4. The method of claim 3, further comprising:

sending a response message including the timed metadata in the target format to the particular client device.

5. The method of claim 1, wherein the manifest is a media presentation description.

6. The method of claim 5, wherein the timed metadata information is included within an adaptation set of the media presentation description.

7. The method of claim 1, wherein the common format media is an MPEG2-TS adaptive transport stream file.

8. The method of claim 1, wherein the common format media is an ISO Base Media File Format (ISO-BMFF) file.

9. The method of claim 1, wherein the timed metadata includes at least one of caption data, subtitle data, ad-insertion marker data, a break identifier, and application-specific metadata.

10. One or more non-transitory tangible media that includes code for execution and when executed by a processor operable to perform operations comprising:

receiving common format media including timed metadata associated with a timed metadata event;

extracting timed metadata information from the timed metadata, the timed metadata information including an indicator of a start time and an indicator of a duration of the timed metadata event;

generating a manifest corresponding to the common format media including the timed metadata information; and

generating a common format asset including the manifest.

11. The media of claim 10, wherein the operations further comprise sending the common format asset to at least one server.

12. The media of claim 10, wherein the operations further comprise:

receiving a request for the timed metadata from a particular client device;

extracting the timed metadata information from the manifest; and

generating the timed metadata in a target format suitable for the particular client device using the timed metadata information.

13. The media of claim 12, wherein the operations further comprise sending a response message including the timed metadata in the target format to the particular client device.

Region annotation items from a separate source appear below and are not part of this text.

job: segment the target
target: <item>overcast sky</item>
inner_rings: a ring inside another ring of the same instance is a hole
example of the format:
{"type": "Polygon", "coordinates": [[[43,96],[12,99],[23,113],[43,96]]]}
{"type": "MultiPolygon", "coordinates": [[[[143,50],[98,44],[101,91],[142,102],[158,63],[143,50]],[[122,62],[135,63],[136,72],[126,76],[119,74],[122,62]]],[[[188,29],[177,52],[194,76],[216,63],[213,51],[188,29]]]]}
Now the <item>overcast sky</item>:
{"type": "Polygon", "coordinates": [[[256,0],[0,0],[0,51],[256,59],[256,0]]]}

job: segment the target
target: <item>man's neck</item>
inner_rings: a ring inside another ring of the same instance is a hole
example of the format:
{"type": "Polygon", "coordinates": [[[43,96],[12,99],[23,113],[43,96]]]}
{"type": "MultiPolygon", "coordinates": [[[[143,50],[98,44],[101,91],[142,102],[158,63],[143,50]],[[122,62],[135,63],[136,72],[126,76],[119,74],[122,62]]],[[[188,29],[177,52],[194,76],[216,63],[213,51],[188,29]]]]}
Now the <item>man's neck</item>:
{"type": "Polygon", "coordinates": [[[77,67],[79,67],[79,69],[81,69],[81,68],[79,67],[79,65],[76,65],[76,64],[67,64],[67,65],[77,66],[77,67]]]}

14. The media of claim 10, wherein the manifest is a media presentation description.

15. The media of claim 14, wherein the timed metadata information is included within an adaptation set of the media presentation description.

16. The media of claim 10, wherein the timed metadata includes at least one of caption data, subtitle data, ad-insertion marker data, a break identifier, and application-specific metadata.

17. An apparatus, comprising:

a memory element configured to store data,

a processor operable to execute instructions associated with the data, and

at least one module being configured to: receive common format media including timed metadata associated with a timed metadata event; extract timed metadata information from the timed metadata, the timed metadata information including an indicator of a start time and an indicator of a duration of the timed metadata event; generate a manifest corresponding to the common format media including the timed metadata information; and generate a common format asset including the manifest.

18. The apparatus of claim 17, wherein the at least one module is further configured to send the common format media asset to at least one server.

19. The apparatus of claim 17, wherein the at least one module is further configured to:

receive a request for the timed metadata from a particular client device;

extract the timed metadata information from the manifest; and

generate the timed metadata in a target format suitable for the particular client device using the timed metadata information.

20. The apparatus of claim 19, wherein the at least one module is further configured to send a response message including the timed metadata in the target format to the particular client device.